Merci d'avoir trouvé de si jolies formules même si parfois j'aurais aimé plus de passion... j'ai trouvé ça fort joli.

Voilà.même s'il est plein de rimes tant pis, j'assume... merci.

Bonne continuation et au plaisir!

   bulle   
29/3/2010
 a aimé ce texte 
Bien ↑
Il y a dans ce texte, une forte musicalité marquée par les sons qui se recoupent, se rejoignent, se cognent.

Tous ces sons offrent aux lignes un balancement que j'aime beaucoup, en vagues sensorielles.

L'expression "précieuse", les images,"à l’encre des jonquilles" particulièrement, habillent le tout généreusement.

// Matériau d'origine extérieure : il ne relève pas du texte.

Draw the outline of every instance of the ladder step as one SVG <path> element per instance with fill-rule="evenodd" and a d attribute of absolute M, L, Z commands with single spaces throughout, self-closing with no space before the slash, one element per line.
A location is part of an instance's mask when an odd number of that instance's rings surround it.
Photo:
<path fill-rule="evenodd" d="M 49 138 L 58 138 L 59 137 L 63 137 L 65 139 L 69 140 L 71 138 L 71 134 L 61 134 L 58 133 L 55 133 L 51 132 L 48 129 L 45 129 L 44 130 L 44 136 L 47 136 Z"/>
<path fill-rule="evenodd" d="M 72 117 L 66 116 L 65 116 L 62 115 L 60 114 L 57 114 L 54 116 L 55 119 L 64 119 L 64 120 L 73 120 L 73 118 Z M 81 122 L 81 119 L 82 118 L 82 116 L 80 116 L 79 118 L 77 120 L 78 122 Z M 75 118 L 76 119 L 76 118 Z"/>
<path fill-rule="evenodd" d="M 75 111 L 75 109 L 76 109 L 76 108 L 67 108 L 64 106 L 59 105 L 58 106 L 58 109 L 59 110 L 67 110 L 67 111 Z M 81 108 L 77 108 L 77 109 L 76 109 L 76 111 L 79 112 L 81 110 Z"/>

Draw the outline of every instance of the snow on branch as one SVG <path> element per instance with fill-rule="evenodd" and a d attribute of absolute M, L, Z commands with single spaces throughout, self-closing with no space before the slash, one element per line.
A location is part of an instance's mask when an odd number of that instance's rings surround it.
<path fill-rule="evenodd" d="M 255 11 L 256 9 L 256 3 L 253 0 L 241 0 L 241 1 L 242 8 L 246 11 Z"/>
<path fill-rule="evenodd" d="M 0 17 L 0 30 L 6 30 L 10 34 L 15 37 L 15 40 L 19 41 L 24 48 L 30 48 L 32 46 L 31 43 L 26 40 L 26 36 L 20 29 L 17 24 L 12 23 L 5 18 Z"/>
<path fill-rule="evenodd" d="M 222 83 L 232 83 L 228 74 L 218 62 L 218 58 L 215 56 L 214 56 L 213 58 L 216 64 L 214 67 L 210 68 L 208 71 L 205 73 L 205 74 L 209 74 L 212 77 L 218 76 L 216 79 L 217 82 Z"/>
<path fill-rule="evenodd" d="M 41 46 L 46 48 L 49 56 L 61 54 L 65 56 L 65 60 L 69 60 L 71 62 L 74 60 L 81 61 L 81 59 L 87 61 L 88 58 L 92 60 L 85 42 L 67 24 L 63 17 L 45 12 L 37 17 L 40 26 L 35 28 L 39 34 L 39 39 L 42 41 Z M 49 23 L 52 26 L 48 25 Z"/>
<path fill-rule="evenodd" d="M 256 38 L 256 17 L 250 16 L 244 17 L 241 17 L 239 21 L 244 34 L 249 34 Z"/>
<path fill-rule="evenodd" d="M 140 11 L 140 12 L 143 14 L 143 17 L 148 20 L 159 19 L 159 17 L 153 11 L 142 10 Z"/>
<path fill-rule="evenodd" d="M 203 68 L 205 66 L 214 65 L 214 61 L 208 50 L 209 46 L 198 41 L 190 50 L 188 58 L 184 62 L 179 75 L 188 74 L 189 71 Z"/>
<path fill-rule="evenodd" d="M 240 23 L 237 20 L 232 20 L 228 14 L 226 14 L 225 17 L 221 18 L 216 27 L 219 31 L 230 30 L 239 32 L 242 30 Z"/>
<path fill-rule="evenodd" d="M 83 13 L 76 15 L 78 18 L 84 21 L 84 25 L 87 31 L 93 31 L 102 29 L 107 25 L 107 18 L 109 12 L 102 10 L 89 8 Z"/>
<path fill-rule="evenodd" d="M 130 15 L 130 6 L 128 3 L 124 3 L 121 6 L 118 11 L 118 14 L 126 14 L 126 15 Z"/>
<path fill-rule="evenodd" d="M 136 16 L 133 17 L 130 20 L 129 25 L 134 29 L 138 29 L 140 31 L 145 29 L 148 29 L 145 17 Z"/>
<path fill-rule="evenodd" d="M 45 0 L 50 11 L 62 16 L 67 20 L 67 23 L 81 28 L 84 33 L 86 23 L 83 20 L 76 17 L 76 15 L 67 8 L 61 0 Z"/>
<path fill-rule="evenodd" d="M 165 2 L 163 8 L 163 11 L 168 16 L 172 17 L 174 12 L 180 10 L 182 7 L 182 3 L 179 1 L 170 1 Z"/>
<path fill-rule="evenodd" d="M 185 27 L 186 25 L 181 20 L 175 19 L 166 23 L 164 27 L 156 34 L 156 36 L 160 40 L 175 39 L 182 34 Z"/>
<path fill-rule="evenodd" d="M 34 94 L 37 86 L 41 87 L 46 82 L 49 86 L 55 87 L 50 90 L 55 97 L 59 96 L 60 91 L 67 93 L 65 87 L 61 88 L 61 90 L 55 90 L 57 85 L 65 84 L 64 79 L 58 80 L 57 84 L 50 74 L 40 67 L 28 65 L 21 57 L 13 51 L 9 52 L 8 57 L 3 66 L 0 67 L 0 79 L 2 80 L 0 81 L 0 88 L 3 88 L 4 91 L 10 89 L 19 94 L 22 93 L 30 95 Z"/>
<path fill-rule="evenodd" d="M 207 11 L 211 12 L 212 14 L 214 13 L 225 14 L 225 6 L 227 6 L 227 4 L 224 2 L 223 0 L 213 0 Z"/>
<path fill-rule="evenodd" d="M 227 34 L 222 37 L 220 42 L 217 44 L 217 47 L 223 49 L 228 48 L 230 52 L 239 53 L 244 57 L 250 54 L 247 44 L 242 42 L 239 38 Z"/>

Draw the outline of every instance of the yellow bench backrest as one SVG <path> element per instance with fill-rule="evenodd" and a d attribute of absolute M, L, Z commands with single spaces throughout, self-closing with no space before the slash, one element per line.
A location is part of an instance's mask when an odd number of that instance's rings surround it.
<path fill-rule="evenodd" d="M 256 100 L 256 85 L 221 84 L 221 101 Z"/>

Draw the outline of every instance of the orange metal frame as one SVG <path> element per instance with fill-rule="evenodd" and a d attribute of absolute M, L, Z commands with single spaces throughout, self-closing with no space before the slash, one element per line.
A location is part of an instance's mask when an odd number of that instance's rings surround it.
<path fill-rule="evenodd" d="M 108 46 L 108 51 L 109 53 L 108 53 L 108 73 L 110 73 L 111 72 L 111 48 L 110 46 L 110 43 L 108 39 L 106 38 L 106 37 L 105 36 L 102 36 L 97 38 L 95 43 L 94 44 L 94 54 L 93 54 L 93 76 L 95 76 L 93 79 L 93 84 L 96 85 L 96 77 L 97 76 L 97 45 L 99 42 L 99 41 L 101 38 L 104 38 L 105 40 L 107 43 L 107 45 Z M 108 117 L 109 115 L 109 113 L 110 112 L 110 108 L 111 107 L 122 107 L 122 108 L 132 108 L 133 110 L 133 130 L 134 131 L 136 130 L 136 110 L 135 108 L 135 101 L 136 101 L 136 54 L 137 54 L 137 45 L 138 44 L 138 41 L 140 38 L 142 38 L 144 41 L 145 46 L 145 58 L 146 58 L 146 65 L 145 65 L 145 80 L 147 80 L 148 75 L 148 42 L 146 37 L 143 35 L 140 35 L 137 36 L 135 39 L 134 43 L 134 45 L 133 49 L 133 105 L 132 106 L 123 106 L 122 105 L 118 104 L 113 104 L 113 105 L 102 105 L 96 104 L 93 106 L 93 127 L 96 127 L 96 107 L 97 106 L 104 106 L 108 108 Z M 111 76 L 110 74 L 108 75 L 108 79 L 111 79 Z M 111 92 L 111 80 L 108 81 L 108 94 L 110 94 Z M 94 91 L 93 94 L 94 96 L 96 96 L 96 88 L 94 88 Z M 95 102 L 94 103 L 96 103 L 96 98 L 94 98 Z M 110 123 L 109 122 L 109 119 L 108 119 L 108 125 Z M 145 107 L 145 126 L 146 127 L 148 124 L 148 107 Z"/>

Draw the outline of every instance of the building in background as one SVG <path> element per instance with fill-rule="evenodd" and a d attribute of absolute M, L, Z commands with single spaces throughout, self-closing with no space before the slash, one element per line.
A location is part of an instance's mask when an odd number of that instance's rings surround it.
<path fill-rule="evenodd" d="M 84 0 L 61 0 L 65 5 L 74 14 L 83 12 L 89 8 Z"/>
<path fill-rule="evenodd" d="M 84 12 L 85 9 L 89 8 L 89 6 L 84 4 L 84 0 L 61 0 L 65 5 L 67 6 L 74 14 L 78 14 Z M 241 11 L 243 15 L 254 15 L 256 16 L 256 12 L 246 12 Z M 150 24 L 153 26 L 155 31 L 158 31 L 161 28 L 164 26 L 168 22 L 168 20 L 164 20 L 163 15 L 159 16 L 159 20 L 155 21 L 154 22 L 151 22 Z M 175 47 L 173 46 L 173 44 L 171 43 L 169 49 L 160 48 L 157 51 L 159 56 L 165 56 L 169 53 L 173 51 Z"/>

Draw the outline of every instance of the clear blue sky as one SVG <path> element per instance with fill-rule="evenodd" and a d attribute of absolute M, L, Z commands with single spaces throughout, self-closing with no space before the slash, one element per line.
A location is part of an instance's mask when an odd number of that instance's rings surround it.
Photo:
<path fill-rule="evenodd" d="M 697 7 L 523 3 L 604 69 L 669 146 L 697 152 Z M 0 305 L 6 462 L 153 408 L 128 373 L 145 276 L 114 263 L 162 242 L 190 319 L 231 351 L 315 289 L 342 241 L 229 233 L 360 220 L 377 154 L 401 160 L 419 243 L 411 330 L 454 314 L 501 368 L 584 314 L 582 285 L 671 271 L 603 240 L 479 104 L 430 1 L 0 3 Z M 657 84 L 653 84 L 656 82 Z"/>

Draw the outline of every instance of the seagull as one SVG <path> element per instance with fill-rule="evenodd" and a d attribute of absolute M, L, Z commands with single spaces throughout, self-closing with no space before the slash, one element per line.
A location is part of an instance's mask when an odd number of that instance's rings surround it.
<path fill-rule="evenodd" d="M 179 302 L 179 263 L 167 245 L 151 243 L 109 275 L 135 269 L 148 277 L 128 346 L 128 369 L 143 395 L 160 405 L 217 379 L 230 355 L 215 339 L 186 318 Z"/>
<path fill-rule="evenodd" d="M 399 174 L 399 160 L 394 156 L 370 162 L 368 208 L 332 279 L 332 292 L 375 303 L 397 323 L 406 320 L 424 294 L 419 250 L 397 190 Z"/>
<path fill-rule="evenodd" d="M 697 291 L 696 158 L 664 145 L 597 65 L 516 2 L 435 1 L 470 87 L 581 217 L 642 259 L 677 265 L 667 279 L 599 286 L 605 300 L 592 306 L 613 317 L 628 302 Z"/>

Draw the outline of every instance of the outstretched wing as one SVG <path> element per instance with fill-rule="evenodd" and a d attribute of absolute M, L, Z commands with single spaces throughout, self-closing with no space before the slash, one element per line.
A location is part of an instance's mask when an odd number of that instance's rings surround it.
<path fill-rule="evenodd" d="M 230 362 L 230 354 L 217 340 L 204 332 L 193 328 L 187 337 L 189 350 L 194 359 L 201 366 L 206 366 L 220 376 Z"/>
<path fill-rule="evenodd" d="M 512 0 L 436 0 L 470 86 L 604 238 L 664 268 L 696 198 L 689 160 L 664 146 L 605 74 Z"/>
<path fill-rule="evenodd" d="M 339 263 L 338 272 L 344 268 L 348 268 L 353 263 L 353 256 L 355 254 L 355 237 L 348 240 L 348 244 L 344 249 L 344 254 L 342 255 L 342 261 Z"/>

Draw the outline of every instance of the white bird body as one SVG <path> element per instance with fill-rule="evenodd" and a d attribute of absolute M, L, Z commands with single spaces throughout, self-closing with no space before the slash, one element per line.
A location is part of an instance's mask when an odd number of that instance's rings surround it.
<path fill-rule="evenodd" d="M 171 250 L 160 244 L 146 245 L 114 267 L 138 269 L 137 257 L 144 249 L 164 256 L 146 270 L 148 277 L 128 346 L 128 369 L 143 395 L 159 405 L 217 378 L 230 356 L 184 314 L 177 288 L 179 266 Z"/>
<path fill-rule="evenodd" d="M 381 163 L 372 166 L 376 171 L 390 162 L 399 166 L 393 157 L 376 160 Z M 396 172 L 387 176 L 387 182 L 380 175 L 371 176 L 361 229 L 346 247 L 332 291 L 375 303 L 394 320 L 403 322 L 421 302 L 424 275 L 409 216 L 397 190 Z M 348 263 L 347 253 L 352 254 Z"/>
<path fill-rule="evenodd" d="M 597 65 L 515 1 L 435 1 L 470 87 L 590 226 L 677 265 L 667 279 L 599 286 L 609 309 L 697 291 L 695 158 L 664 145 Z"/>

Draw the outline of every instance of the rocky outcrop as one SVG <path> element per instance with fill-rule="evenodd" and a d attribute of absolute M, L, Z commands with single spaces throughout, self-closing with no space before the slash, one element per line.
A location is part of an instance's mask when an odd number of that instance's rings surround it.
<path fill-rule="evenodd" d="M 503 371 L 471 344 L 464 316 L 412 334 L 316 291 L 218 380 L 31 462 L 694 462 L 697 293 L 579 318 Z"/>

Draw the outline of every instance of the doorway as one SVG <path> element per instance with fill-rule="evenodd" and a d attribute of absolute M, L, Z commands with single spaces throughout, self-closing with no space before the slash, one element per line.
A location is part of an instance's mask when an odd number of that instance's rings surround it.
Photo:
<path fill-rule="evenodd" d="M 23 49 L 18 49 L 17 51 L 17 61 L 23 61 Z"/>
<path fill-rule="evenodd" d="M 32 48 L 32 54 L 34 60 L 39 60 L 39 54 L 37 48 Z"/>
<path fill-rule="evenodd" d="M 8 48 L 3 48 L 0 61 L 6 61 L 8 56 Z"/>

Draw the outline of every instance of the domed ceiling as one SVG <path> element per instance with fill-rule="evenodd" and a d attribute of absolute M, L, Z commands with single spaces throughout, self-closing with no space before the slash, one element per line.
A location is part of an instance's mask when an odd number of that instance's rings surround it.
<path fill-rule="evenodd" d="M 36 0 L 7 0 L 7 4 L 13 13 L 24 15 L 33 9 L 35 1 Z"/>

D'ailleurs cette image de jonquilles aurait pu convenir en titre, plus porteur à mon goût, que "Bouteille à la mer".

L'ensemble m'a offert un réel plaisir..

   jamesbebeart   
1/4/2010
 a aimé ce texte 
Beaucoup
Très beau texte d'une rare élégance qui m'a emporté vers des rivages heureux. Grande séduction ponctuée par des formules très réussies comme : "A l'heure où le soleil s'offre une méridienne" ; "Une lettre d'espoir sur velin de miroir aux parfums de cerise". En fait il faudrait tout citer...

   kamel   
1/4/2010
 a aimé ce texte 
Bien ↑
Bonjour

Une belle attente d'une lettre d'espoir peinte sur un tableau poètique ou les vers eux-mêmes semblent dicter ce chemin grâce à une bouteille à la mer.

Des images contribuent à donner plus de charme à la lectureet laisse le lecteur relier sa pensée avec celle de l'auteur.

   Anonyme   
1/4/2010
 a aimé ce texte 
Beaucoup
Vogue la bouteille. Une lettre douce et aimante qui va dans les mers, décline le camaïeu de bleus, de l'eau, du ciel, de l'âme, joue avec le vocabulaire marin, l'errance bohémienne. Un infime bémol, l'ouragan qui aurait pu trouver meilleur remplaçant, je crois. Mais l'ensemble est joli et agréable et subtilement courtois.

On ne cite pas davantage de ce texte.